Sometimes, sub-optimal partnerships crop up if a friend in the industry pitches the idea. When that happens, keep yourself in check: Is this an ego boost for the both of you? Or will this collaboration actually complete both of your respective customers’ experiences?
"Brand partnerships require you to understand where you fit into the world and what you lack that would complete your customer experience." - Tim Masek, Director of Growth at Storetasker
How On-Brand Partnerships Drive Acquisition Growth
Austin Rief, Co-Founder & CEO of Morning Brew, is all too familiar with designing and implementing strategies to drive customer acquisition growth. When it comes to rapidly growing eCommerce merchants, he recommends the following “no-brainer” acquisition tactics:
- Basic Google Ads — Ensure your ads are branded and retargeted.
- Key social networks — Get yourself set up on basic socials like Facebook, especially if you can generate easily shippable and repurposable content.
- Word-of-mouth & referral programs — However, Austin warns you’re better off without them if you can’t invest in top-tier execution of these programs.
- On-brand partnerships with like-minded merchants — Here, he recommends brands turn to Disco as a low-risk, high-reward opportunity to land high-intent users.
For partnerships, Austin calls Disco the right choice for brands of any stage and category. In his words, Disco presents one of the DTC space’s first major headwinds in over two decades.
Leveraging Disco to Kickstart New Brand Partnerships
Even if you’re doubling down on every channel in your arsenal, it’s difficult to gain an edge in today’s marketing landscape.

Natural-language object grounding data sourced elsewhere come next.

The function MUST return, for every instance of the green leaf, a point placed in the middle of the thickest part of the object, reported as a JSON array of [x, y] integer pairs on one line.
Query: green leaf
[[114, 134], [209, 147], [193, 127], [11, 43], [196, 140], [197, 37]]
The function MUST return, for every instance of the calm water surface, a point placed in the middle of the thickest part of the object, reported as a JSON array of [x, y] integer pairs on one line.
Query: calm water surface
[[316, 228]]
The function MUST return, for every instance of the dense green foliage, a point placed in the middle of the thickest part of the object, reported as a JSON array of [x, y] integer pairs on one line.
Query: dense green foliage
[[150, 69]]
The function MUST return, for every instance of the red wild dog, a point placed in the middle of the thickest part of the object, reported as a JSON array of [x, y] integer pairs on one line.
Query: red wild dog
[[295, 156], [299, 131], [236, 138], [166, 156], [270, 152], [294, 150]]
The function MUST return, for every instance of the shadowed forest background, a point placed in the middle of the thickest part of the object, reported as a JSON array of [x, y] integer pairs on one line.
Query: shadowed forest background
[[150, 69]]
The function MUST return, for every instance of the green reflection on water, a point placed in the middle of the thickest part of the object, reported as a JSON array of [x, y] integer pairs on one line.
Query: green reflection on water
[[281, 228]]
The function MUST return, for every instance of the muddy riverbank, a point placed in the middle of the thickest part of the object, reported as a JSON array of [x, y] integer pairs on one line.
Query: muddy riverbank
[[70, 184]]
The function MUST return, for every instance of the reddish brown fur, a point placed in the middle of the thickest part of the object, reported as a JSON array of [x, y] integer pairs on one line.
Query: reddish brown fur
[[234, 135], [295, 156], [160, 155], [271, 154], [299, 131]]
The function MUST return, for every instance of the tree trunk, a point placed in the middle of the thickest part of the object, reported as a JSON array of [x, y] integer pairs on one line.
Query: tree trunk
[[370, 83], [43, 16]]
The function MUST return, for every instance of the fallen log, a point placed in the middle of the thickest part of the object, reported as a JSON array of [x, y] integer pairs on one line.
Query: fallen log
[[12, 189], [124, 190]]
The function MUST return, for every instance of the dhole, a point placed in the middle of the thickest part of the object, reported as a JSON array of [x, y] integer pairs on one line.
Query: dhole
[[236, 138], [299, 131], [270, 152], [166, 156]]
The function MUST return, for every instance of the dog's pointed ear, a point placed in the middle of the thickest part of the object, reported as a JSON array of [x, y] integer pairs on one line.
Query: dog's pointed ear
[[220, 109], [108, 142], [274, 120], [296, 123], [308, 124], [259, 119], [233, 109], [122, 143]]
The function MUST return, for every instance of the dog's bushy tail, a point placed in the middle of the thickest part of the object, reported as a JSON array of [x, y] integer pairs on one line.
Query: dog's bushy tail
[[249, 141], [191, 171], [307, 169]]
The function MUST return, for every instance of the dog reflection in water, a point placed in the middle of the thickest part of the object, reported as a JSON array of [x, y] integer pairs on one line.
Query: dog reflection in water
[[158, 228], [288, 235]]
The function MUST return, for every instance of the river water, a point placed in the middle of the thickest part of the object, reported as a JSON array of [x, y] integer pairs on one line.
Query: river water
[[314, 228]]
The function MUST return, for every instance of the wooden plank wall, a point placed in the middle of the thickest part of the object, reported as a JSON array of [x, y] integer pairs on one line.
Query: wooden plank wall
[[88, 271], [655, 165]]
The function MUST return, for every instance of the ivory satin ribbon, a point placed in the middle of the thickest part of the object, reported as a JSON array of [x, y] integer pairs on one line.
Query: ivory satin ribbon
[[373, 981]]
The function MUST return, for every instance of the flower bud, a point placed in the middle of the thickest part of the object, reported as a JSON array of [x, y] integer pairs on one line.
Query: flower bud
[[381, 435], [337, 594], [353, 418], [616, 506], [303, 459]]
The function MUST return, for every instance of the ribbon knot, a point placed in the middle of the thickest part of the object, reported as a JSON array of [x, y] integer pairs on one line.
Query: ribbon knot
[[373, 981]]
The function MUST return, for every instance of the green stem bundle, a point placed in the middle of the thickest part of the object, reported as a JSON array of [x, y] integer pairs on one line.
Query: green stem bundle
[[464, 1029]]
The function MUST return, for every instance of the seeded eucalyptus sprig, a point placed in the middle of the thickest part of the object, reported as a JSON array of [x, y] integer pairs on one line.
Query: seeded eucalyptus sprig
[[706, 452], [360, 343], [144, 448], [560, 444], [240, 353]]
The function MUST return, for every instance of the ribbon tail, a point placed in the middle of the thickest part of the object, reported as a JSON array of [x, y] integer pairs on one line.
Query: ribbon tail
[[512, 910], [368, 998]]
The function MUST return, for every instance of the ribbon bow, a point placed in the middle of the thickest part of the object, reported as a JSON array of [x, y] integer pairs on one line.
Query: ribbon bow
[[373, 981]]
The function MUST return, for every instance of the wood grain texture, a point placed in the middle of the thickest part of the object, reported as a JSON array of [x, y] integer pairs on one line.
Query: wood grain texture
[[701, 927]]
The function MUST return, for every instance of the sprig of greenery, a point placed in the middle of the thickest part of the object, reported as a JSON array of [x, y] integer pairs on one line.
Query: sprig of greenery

As Facebook and Instagram become exercises in spending blindly, the competitiveness on these platforms accelerates while actual conversions screech to a halt.
On the contrary, Disco’s network-based solution enables connections with like-minded brands to combat skyrocketing CACs — for every team involved. Over 1,000 independent eCom brands participate in Disco’s network. From there, Disco helps brands form promising, in-network partnerships by analyzing first-party audience data (browsing, spending, demographics, etc.) within the collective Disco pool.
Disco’s cross-selling and Audiences tools easily uncover trends and audience overlaps that are less obvious to the typical marketer who’s limited to third-party reporting. For instance, while a seltzer brand and an underwear company may not have anything in common on the surface, the Disco can identify two brands that demonstrate major audience crossover.
It’s a simultaneous win for growth marketing, paid marketing, and social teams — seeing as some marketers believe that co-branded social efforts often lead to below-average results, since partnerships are historically formed by instinct, not numbers.
This ultimately opens the door to unexpected, high-value partnerships, since Disco’s baseline level of intent is higher than the average top-of-funnel awareness campaign. These brand collaborations can take the form of email swaps, social giveaways, co-branded product launches, and more.
Using DiscoInbox, brands on Shopify (or with at least 1,000 Disco transactions) receive biweekly BrandMatch Report emails with our recommendations of potential partners that share customer overlap and similarity in audiences. With Offer Swaps, Disco brands on Shopify can go a step further and kick off a collab directly from Disco’s platform. For context, these Offer Swaps are offers that live on another brand’s post-purchase experience.
Now, you need to have every marketing platform under your belt and working in tandem to find new arbitrage opportunities — and Disco is one of them.
“My belief is that if you’re not a subscription-based product, you’re likely dead in the water these days. So, a new acquisition channel like Disco, with unique audiences and first-party data, becomes extremely valuable.” - Austin Rief, Co-Founder & CEO of Morning Brew
A successful brand partnership doesn’t have to be a rare win - take these insights from brand leaders who have executed best-in-class partnerships to “derisk” your next collaboration.